Awesome

JWE

Source codes of our EMNLP2017 paper Joint Embeddings of Chinese Words, Characters, and Fine-grained Subcharacter Components

Preparation

You need to prepare a training corpus and the Chinese subcharacter radicals or components.

Training corpus. Download Chinese Wikipedia Dump. Preprocess the corpus. First, use wiki extractor or python gensim.corpora to extract plain text from the xml file; Second, remove non Chinese characters by using regular expression; Third, use opencc to convert traditional Chinese to simplified Chinese; Finally, perform Chinese word segmentation by using THULAC package. We provide the corpus after preprocessing at the onlibe baidu box.
Subcharacter radicals and components. Deploy the scrapy codes in JWE/ChineseCharCrawler on Scrapy Cloud, you can crawl the resource from HTTPCN. We provide a copy of the data in ./subcharacters for reserach convenience.

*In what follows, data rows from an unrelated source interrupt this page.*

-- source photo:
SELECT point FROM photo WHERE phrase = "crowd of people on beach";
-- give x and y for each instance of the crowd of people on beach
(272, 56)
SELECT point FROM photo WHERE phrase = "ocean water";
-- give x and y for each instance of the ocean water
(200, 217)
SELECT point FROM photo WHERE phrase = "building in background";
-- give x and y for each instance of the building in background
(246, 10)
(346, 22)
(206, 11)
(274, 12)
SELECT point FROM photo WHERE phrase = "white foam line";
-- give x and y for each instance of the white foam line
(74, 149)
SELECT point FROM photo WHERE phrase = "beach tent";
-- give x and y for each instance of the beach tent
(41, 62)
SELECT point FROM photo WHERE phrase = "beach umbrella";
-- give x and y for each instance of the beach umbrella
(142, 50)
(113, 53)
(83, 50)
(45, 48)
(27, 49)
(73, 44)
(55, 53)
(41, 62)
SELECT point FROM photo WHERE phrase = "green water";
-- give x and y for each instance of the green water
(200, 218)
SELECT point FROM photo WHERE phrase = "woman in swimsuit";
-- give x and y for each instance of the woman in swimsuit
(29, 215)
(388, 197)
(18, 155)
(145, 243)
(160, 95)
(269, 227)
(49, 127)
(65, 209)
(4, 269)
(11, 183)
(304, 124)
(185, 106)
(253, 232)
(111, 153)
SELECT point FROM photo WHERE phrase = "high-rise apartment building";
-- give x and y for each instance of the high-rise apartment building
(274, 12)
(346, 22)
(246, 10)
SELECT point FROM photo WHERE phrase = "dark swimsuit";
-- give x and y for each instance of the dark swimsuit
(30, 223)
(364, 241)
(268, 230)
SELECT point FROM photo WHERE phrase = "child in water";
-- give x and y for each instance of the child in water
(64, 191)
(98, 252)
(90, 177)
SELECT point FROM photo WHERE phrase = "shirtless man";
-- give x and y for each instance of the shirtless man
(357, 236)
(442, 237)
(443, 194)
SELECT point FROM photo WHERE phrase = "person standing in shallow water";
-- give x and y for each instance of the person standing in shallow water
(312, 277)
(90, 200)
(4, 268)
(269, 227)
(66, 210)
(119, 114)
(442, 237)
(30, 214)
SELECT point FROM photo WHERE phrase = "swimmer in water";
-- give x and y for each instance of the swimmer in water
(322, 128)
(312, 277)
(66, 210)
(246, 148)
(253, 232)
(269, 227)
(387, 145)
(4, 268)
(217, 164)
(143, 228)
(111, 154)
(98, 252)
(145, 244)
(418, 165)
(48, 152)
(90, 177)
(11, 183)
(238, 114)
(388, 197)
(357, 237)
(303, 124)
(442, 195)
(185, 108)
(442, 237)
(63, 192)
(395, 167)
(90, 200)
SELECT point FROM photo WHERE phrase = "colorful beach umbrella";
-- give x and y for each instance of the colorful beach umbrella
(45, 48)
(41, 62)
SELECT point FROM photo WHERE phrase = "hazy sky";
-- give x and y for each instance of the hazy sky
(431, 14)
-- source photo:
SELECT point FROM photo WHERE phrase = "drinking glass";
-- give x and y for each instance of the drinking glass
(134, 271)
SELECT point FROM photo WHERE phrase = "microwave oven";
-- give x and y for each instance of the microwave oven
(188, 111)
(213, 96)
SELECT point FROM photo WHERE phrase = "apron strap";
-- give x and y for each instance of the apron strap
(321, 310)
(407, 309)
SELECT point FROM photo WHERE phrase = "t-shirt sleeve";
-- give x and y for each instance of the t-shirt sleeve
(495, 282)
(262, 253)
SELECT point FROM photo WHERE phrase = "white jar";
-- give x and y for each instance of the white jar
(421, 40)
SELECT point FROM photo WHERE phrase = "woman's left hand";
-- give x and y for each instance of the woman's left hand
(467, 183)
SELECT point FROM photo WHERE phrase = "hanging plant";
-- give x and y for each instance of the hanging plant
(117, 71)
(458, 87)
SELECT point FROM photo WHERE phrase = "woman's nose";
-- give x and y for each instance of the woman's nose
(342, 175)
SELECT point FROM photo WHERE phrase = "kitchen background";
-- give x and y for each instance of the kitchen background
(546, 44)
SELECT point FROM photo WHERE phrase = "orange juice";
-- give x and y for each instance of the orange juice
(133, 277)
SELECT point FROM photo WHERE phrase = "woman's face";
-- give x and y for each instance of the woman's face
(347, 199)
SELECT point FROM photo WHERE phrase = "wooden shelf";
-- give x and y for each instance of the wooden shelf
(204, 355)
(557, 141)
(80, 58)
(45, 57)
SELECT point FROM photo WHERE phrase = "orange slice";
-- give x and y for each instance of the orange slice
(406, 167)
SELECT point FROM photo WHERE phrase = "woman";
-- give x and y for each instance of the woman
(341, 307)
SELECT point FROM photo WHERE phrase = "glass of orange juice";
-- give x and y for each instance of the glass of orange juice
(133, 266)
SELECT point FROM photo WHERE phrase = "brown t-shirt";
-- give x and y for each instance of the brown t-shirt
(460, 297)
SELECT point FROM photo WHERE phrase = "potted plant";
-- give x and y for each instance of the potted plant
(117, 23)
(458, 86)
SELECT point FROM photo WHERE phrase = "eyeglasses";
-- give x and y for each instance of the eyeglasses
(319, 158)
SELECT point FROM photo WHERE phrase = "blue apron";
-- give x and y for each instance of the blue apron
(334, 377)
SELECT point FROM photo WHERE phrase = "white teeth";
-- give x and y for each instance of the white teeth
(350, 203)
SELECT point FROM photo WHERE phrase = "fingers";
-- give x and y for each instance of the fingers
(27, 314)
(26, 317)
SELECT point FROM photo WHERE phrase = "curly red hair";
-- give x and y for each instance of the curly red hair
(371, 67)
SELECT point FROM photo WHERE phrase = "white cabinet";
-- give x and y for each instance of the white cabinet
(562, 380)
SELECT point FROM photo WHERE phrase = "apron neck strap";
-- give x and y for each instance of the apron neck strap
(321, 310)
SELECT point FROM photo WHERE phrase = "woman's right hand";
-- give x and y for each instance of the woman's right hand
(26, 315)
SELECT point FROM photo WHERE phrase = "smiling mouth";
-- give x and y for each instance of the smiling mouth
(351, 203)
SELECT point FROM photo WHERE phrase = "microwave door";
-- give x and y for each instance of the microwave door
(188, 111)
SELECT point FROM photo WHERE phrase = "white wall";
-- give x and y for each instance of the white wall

The copyright and all rights therein of the subcharacter data are reserved by the website HTTPCN.

Model Training

cd JWE/src, compile the code by make all.
run ./jwe for parameters details.
run ./run.sh to start the model training, you may modify the parameters in file run.sh.
Input files format: Corpus wiki.txt contains segmented Chinese words with UTF-8 encoding; Subcharacters comp.txt contains a list of components which are seperated by blank spaces; char2comp.txt, each line consists of a Chinese character and its components in the following format:

侩 亻 人 云
侨 亻 乔
侧 亻 贝 刂
侦 亻 卜 贝

Model Evaluation

Two Chinese word similarity datasets 240.txt and 297.txt and one Chinese analogy dataset analogy.txt in JWE/evaluation folder are provided by (Chen et al., IJCAI, 2015).

cd JWE/src, then

run python word_sim.py -s <similarity_file> -e <embed_file> for word similarity evaluation, where similarity_file is the word similarity file, e.g., 240.txt or 297.txt, embed_file is the trained word embedding file.
run python word_analogy.py -a <analogy_file> -e <embed_file> or ./word_analogy <embed_file> <analogy_file> for word analogy evaluation.